Cheikh Ndoye (32 ans) un avenir en pointillés
Convoqué en mai 2014 lors d’un match amical contre la Colombie (2-2), le joueur de Birmingham est depuis, appelé par Aliou Cissé. Joueur polyvalent, capable de jouer milieu défensif, milieu relayeur ou en défense, Ndoye qui ne rechigne jamais à la tâche, s’est toujours donné à fond. Même s’il n’a pas souvent été titulaire, ses entrées ont toujours été très remarquées. En Russie, lors de la Coupe du monde,  il n’a disputé que deux bouts de match contre la Pologne (28 minutes) et le Japon (9 minutes) et n’a pu s’exprimer comme à son habitude. Avec ses 32 ans et ses deux buts en 26 sélections, son avenir pourrait aussi s’écrire loin de la tanière qui a besoin de sang neuf.

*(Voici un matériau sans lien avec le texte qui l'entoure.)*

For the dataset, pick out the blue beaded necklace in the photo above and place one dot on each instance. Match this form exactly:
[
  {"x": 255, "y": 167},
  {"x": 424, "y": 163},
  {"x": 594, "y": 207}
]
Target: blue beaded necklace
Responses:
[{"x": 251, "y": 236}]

Mame Biram (30 ans) : Une moyenne d’un but par an
Appelé pour la première fois en sélection en 2009, Mame Biram Diouf fait partie de ces joueurs dont l’avenir sous le maillot national est loin d’être garantie. Déjà, sa présence sur la liste des 23 joueurs devant disputer la Coupe du monde avait été fortement décriée, car l’attaquant de Stoke City souffrant d’une étonnante irrégularité et nageant en plein doute, n’avait jamais réussi à s’imposer en équipe nationale. Ni à marquer les esprits. Les statistiques de « Diégo » qui a inscrit son premier but en sélection en août 2010 face au Cap-Vert ne sont guère fameuses. Souvent appelé par Cissé, il n’a plus marqué depuis le 4 juin 2016 contre le Burundi en éliminatoires de la Can 2017, soit un mutisme de deux années. Pour voir les buts de l’attaquant de Stoke City en sélection, il faut remonter à 2015. Diouf s’était illustré contre le Burkina Faso, lors de la double confrontation contre le Madagascar et contre le Rwanda en amical. Depuis, plus rien. Ce qui fait un maigre total de cinq buts en trois ans. Lors de la Coupe du monde, ses détracteurs ont eu raison sur Aliou Cissé puisque Mame Biram Diouf n’y a rien réussi. Titularisé en attaque aux côtés de Mbaye Niang contre la Pologne, Mame Biram a été transparent, incapable de créer le danger. Entré en cours de jeu face au Japon, il a été inutile et n’a rien apporté. Diouf a été le plus grand flop en attaque, terminant la compétition avec un zéro pointé. Son bilan en équipe nationale est des plus maigres. Il n’a inscrit que 10 buts en 48 sélections, soit une moyenne d’un but par an depuis 2009. Ses statistiques faméliques risquent de plomber son maintien dans cette équipe qui veut réussir une bonne Can en 2019 pour effacer l’échec russe, sans compter la concurrence qui s’annonce rude avec les jeunes attaquants qui frappent aux portes de la sélection. A bientôt 31 ans, on voit mal voit mal Mame Biram Diouf réussir dans l’avenir ce qu’il n’a d’ailleurs jamais pu faire en dix ans de présence en sélection.

Moussa Sow (32 ans), l’heure de la retraite ?
En Russie, il n’a pas connu l’engouement ni les émotions que procurent les rencontres d’un Mondial, mais Moussa Sow peut être fier d’avoir fait partie des 23 Lions appelés pour défendre les couleurs du Sénégal. Depuis une décennie, l’ancien meilleur buteur de la Ligue 1 française avec Lille en 2011 (25 buts) a tout donné à l’équipe nationale.

Depuis qu’il est international, il a porté le maillot sénégalais à 46 reprises et a marqué pas moins de 16 buts ; ce qui fait de lui  le meilleur buteur sénégalais en activité. Après une dizaine d’années passées avec la sélection nationale,  l’attaquant de Bursaspor risque de ne plus faire partie des plans du sélectionneur. Si, à 32 ans, Moussa Sow, un des rares joueurs sénégalais ayant marqué dans trois Coupes d’Afrique des nations différentes (2013, 2015 et 2017) décidait lui-même de prendre sa retraite internationale, cela ne surprendrait personne.